You have a wonderful product. A few things I would like to see added.

  1. When you play back and stop the cursor stops at the place you stop, does not return to begining.
  2. Maybe be able to put keyframes were you want to edit.
  3. Also being able to scrub the audio would be nice.

Thank You.

Press shift + A

Audacity does not use “keyframes” (unlike video, the audio is not in “frames”), but it does have “labels”: http://manual.audacityteam.org/manual/help/manual/man/label_tracks.html

That is a very popular feature request. I’ll add your vote.
You may find the “Play to selection” feature useful: http://manual.audacityteam.org/manual/help/manual/man/playing_and_recording.html#Play_To_Selection_.28B.29

But surely you can set the time format in the Audacity Selection Toolbar (options include: film frames, NTSC frames, PAL frames and CDDA frames). And then if you enable the infamous “Snap To” the editing is restricted to frame boundaries. Or what am I missing here?

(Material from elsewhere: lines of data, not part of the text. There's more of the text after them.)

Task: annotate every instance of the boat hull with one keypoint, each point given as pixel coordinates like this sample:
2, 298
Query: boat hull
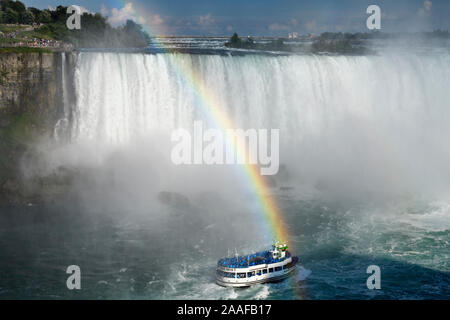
245, 282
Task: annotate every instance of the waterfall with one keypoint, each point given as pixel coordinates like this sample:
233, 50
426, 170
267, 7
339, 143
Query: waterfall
62, 125
344, 120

Well I never knew that, most useful. You learn a little every day …


Ctrl + B on Linux.
Command +B on Mac OS X.

See here for the Keyboard Shortcut Reference in the manual: http://manual.audacityteam.org/manual/help/manual/man/keyboard_shortcut_reference.html

On my system when I press Play and then Stop, the cursor goes back to where it started from. I’m running v2.0.1 under Windows 7. What’s different between:
a) you and I?
b) the original poster and me?

As far as I can see Audacity does what he/she wants it to.

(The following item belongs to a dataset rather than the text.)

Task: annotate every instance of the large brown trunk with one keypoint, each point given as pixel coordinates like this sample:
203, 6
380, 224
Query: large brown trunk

{Edit comment: Sorry, I didn’t realize the age of the original post. However, the question still stands. Why do you need Shift+A when Audacity does it anyway?]

Video clips show up cold with frames already marked and the timeline, too, is configured to have the same frame rate as the clips. Audacity would have to arbitrarily assign frame boundaries. This would lead inevitably to the common video complaint of not being able to edit sound on half-frame boundaries.

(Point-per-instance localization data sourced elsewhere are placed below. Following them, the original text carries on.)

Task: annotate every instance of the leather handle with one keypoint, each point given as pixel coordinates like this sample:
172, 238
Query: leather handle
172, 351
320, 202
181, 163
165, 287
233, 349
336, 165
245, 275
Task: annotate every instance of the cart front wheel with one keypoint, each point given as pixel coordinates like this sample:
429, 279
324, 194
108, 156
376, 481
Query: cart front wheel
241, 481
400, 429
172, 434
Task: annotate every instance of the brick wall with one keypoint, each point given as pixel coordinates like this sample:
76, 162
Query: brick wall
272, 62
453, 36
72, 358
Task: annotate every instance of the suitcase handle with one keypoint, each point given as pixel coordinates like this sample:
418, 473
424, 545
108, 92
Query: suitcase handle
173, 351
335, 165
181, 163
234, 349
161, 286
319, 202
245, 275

A very common complaint when editing MP3 (a video format) is that it insists on television frame boundaries, whether you want them or not.

“How come my MP3s will not loop on the notes I selected?”


On my system when I press Play and then Stop, the cursor goes back to where it started from.

You can press P for Pause instead of Stop. Then the show will pick up right where you left it.

You should be careful because Pause will lock out many tools and effects, whereas Stop does not.


JasonMeyer just got himself banned for adding spam to his earlier post.

You missed the point completely. The original poster was complaining that when he/she pressed Stop the cursor didn’t go back to where he/she had started the Play from. Steve advised using Shift+A to get back to the start point. I was pointing out that, on my system, when I press Stop, the cursor does go back to where I started playing from. So, if the cursor does go back when I press Stop why doesn’t it do so for others? I have no problem with Audacity’s current behaviour. As far as I can recall, it has always done what it is currently doing.

Not quite.
The original poster said:
"A few things I would like to see added. "
and then goes on to list three things that they would like to be added.

Currently, when you press Stop, the cursor goes back to where it was before. They want a feature adding so that "When you play back and stop, the cursor stops at the place you stop (and) does not return to begining."

I pointed out that Audacity already has that feature and it is provided by the keyboard combination Shift + A.
Koz pointed out that rather than press Stop, they can achieve a similar behaviour by pressing Pause rather than Stop.